Um Amigo (1) na Demência é, na prática, alguém que está disponível a aprender um pouco mais sobre como é viver com demência, mas também transformar essa aprendizagem numa ação (pequena ou grande) a favor das pessoas com demência. Tão simples como não usar a palavra "demente" ou falar a 5 amigos sobre esta campanha. Ajude a reduzir o estigma e torne-se também amigo na demência!
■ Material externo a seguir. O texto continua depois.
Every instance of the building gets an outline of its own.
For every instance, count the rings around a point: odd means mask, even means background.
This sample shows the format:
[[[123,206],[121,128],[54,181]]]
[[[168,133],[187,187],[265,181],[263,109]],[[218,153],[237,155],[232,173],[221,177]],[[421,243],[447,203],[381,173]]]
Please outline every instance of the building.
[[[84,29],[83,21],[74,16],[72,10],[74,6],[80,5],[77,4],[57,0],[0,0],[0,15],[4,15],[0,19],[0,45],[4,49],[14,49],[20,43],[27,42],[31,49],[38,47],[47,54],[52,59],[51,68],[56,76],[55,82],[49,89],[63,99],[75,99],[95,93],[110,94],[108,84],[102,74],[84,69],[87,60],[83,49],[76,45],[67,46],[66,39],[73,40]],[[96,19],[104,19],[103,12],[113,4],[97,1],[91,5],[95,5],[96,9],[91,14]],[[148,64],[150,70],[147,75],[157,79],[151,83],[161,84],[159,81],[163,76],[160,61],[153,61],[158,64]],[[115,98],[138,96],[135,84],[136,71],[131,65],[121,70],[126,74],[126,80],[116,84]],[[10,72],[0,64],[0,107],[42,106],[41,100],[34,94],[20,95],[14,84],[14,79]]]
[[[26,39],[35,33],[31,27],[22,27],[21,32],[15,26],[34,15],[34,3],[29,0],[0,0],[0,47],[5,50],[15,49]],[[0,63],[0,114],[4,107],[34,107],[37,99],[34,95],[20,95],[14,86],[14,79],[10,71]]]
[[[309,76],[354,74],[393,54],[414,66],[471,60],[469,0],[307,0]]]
[1] Segundo Carl Rogers, a amizade deve contemplar (i) a expressão de afecto (positivo) e a aceitação do amigo, sem condições ou expectativas (centrado no outro e simplesmente por existir), mas também (ii) a compreensão (sem julgamento) e a disponibilidade para ver o mundo pelos olhos do amigo. Para completar, o autor reforça ainda a importância de (iii) expressar com objetividade (sentimentos e percepções), promovendo um espaço para experiências de reflexão e conclusão (sobre si mesmo).
Referências
Batsch, N.L. and Mittelman, M.S. World Alzheimer Report 2012. “Overcoming the Stigma of Dementia”. Alzheimer’s Disease International.
Machado dos Santos, P. e Paúl C. (2016). Portugal Saúde Mental em Números — 2015: Estudo de opinião sobre as demências. Direcção-Geral da Saúde; Programa Nacional para Saúde Mental.